Increased Listings Bring Prices Back Down to Earth

Thomas Christy  |  August 14, 2020

Market Reports

The real estate market always seems to regulate itself against swinging one way or the other.
A slew of new listings helped to bring home prices down in July. Active listings broke 2,300 for the first time since November at 2,335. The number of new listings topped out at 936- we haven’t seen this many homes hit the market in over two years. Last July, new listings were an astounding 47% lower than this year, at 638.
In conjunction, sales are down to just 240 closings in July. This represents a 37% decline over last year’s 382. With inventory way up and sales way down, there is a natural pull away from the seller’s market.
To get to the meat of the issue: how did all this affect home sale prices? After nearly breaking sales records the month before, Staten Island’s average home sale price fell about $17k down to $592,203.
We witnessed something similar back in May of 2019 when the rise and fall was even more significant. This record-setting month saw the average home sale price rise to $621,047 only to watch it fall back down to $582,507 the following month. Statistical outliers such as this can’t be taken at face value. We are much better off looking at yearly averages.

A Two Year Break Down

The average sale price from the last 12 months comes out to $598,887. The previous 12 months from summer 2018 to summer 2019 was $582,828. This represents a 2.75% yearly price increase. While $18k is not small, this is still a fairly small percentage increase. On a national scale, the National Association of Realtors® reports yearly price increases were 3.5%. So by comparison, Staten Island has experienced a smaller price increase on real estate.
List to sell ratio is important too. This tells us how close the sale price comes to the home’s list price. At 96.2%, July’s SP/LP ratio was in line with a series within the 96 range lasting a full two years. Thus, average sale prices and SP/LP ratios have held fairly consistent for two years. This indicates a fairly stable market; favoring neither the buyer nor seller.

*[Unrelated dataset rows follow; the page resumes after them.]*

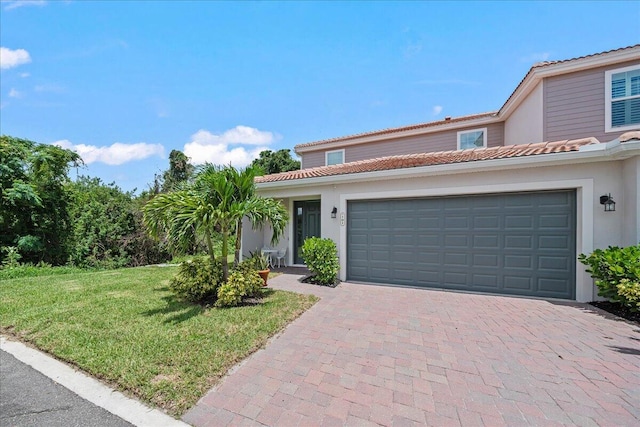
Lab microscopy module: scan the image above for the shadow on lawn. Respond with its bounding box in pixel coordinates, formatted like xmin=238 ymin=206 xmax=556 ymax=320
xmin=142 ymin=295 xmax=204 ymax=324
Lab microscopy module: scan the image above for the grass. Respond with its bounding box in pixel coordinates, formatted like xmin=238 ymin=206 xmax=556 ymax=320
xmin=0 ymin=267 xmax=317 ymax=416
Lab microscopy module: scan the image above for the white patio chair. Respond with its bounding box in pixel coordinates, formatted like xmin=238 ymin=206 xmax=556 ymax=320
xmin=276 ymin=248 xmax=287 ymax=267
xmin=260 ymin=246 xmax=276 ymax=268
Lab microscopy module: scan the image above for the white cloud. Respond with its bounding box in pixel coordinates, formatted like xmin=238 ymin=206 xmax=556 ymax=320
xmin=184 ymin=126 xmax=278 ymax=167
xmin=0 ymin=47 xmax=31 ymax=69
xmin=53 ymin=139 xmax=164 ymax=165
xmin=33 ymin=84 xmax=66 ymax=93
xmin=3 ymin=0 xmax=47 ymax=10
xmin=520 ymin=52 xmax=551 ymax=62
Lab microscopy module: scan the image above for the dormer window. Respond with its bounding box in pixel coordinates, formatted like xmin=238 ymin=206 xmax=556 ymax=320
xmin=604 ymin=65 xmax=640 ymax=132
xmin=458 ymin=128 xmax=487 ymax=150
xmin=325 ymin=150 xmax=344 ymax=166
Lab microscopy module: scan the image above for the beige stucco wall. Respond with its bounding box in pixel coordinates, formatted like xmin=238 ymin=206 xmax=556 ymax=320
xmin=249 ymin=156 xmax=640 ymax=302
xmin=504 ymin=82 xmax=544 ymax=145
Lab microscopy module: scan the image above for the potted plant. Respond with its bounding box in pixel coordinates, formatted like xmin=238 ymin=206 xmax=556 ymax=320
xmin=249 ymin=251 xmax=271 ymax=286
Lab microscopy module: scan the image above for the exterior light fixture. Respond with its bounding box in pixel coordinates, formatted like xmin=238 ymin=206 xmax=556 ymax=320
xmin=600 ymin=193 xmax=616 ymax=212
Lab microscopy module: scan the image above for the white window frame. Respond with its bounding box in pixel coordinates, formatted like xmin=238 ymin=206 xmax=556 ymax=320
xmin=604 ymin=65 xmax=640 ymax=132
xmin=458 ymin=128 xmax=487 ymax=150
xmin=324 ymin=148 xmax=345 ymax=166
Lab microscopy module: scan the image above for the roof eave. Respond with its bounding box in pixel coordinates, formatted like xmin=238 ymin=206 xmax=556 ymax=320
xmin=293 ymin=111 xmax=501 ymax=155
xmin=497 ymin=46 xmax=640 ymax=121
xmin=256 ymin=141 xmax=640 ymax=190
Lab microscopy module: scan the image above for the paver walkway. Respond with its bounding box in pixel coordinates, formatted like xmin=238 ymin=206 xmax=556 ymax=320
xmin=183 ymin=274 xmax=640 ymax=426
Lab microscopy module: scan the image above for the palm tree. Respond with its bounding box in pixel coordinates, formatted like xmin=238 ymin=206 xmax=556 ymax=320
xmin=143 ymin=164 xmax=289 ymax=280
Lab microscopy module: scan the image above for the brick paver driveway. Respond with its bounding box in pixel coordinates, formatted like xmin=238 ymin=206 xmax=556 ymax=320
xmin=184 ymin=275 xmax=640 ymax=426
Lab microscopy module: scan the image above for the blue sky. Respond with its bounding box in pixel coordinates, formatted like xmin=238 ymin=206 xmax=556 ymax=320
xmin=0 ymin=0 xmax=640 ymax=191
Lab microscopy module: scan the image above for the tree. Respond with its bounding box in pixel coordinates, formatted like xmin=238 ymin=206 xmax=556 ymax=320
xmin=69 ymin=176 xmax=169 ymax=267
xmin=143 ymin=164 xmax=288 ymax=280
xmin=251 ymin=148 xmax=300 ymax=175
xmin=162 ymin=150 xmax=194 ymax=193
xmin=0 ymin=135 xmax=82 ymax=264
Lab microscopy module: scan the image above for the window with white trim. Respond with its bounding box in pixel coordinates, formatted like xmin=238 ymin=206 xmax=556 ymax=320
xmin=324 ymin=150 xmax=344 ymax=166
xmin=458 ymin=128 xmax=487 ymax=150
xmin=604 ymin=65 xmax=640 ymax=132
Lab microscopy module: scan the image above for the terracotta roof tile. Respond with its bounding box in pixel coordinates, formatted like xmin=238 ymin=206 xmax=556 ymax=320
xmin=295 ymin=111 xmax=498 ymax=150
xmin=256 ymin=138 xmax=598 ymax=184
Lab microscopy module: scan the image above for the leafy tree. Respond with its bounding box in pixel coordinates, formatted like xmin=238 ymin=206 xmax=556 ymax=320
xmin=143 ymin=164 xmax=288 ymax=280
xmin=251 ymin=148 xmax=300 ymax=175
xmin=162 ymin=150 xmax=194 ymax=193
xmin=69 ymin=176 xmax=169 ymax=267
xmin=0 ymin=135 xmax=82 ymax=264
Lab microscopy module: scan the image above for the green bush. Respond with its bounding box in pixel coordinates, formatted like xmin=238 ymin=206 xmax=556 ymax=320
xmin=578 ymin=245 xmax=640 ymax=310
xmin=169 ymin=257 xmax=222 ymax=303
xmin=617 ymin=279 xmax=640 ymax=311
xmin=302 ymin=237 xmax=340 ymax=285
xmin=216 ymin=270 xmax=264 ymax=307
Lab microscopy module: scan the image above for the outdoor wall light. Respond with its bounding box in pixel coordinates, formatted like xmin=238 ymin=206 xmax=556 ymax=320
xmin=600 ymin=193 xmax=616 ymax=212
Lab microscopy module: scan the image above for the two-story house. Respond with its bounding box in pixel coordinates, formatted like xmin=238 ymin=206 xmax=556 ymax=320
xmin=243 ymin=45 xmax=640 ymax=301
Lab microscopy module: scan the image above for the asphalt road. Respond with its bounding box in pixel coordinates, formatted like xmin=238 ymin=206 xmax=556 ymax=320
xmin=0 ymin=350 xmax=132 ymax=427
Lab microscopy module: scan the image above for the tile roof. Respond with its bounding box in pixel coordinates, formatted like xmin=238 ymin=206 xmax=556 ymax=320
xmin=295 ymin=111 xmax=498 ymax=150
xmin=256 ymin=138 xmax=599 ymax=184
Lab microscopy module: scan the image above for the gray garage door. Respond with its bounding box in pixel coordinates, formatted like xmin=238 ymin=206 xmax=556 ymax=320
xmin=347 ymin=191 xmax=576 ymax=299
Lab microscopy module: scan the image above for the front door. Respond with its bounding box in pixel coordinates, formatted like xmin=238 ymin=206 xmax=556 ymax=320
xmin=293 ymin=200 xmax=320 ymax=264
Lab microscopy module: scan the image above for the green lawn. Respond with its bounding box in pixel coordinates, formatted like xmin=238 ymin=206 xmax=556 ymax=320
xmin=0 ymin=267 xmax=317 ymax=416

Low Mortgage Rates Become More Extreme By The Day

For months now, interest rates have been falling drastically to stimulate the home buying economy. The average 30-year fixed rate is now just 2.88%. Some sources have reported even lower numbers. One year ago, it was over 4%. The previous winter, it peaked over 5%.
There is a large possibility that the real estate market is being propped up by these historic lows. Buyers have greater incentive to pull the trigger when the deals are this good. Considering sales are this low, it could be a cause for concern that such low interest rates are keeping the market afloat. It begs the question as to what would happen should they rise.